Pois esses dias, ao entrar no vagão, achei de cara o meu personagem. Era um senhorzinho que vende essas flores mágicas, feitas de papel colorido e presas em dois palitos de picolé. Quando abertos os palitos, elas começam a tomar forma. A princípio, parece um arco-íris. Depois viram bolinhas, até chegar ao formato de uma cabeça com chapéu.
Muito simples elas são. Um brinquedinho sem grandes atrativos. Certamente, em um ou dois dias a criança cansa dos mesmos formatos que a fita adquire. Não tem muita graça.

Enfim, esse senhorzinho estava sentado ao lado de um menino e mostrava para ele as várias formas para as fitas. Juntava mais de uma. Fazia com três! Criava movimento, situações, até um carrinho ele fez. O menino até estava atento, mas em alguns momentos ele olhava pra mãe como se dissesse: eu não quero isso. Quero meu Playstation 3 novinho, quero jogar no computador também. Isso é muito chato para a minha geração.

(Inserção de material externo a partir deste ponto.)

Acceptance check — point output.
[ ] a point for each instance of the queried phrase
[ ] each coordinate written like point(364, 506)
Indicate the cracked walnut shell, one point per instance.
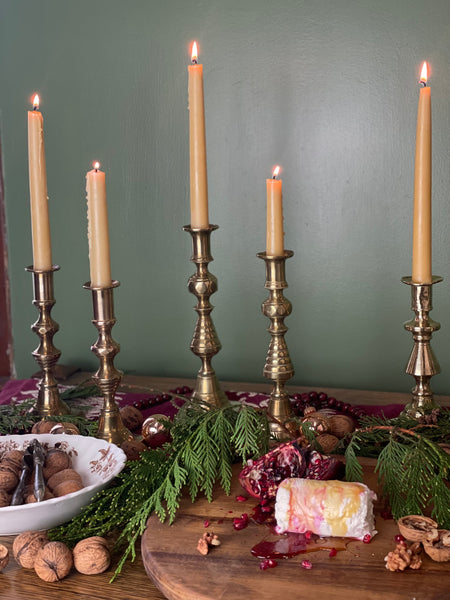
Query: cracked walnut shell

Mas o senhor seguia fazendo suas brincadeirinhas. E eu achando muito bonito toda aquela brincadeira manual, que me lembrava alguns dos meus passatempos favoritos da infância. Eu não tinha tudo isso que as crianças têm hoje em dia. Nem os brinquedos tecnológicos, nem a esperteza informatizada, nem os quilos a mais do sedentarismo. Eu corria na rua, pegava aquelas molas coloridas e passava de um lado ao outro. Eu fazia esporte. Eu tinha bonecas, brinquedos que me faziam pensar e que ativavam minha coordenação. E eu era muito feliz, sim.

Enquanto eu pensava isso, o senhor atende um celular com um ringtone bem moderno. Vi que ninguém estava livre do hiper-moderno. O senhor perdeu um pouco da magia e eu parei de observá-lo. Voltei a ouvir música nos meus fones de ouvido. Todo mundo anda se isolando no trem através dos fones. Eu não quero ficar sozinha, também.

O trem pára e entra um outro menino, praticamente, voando, acompanhado da mãe. Atropela todo mundo no vagão. O senhor, então, se levanta oferecendo seu lugar para mãe e filho. O garotinho aceita, feliz, para ficar de pé em cima do banco. E o senhor, de pé no vagão, na minha frente.

Ele mexe nas flores. Eu olho sorrindo. Ele começa a conversar comigo, contando que aquilo é arte inventada para acalmar as crianças, mas que as pessoas não valorizam a arte.
E eu prestei atenção, de verdade. Conversei com o senhor e fui vendo a magia ser recuperada. Ele me contando histórias de sua vida, em pouco tempo, e eu ouvindo, com os fones de ouvido já pendurados no pescoço.

O senhorzinho tinha razão. Falta calma para as crianças. Falta valorização da arte. Falta que a educação que ele tinha fosse dada para aquele menino voador.

Mas a última estação se aproximou, e o trem parou.
Nós descemos. A vida segue.
Eu levando a magia que ele tinha me passado. Ele indo levar mais para os outros.

Ele pode até ter se rendido às tecnologias da telefonia móvel. Mas a essência segue intacta.
E isso, felizmente, não se compra por aí.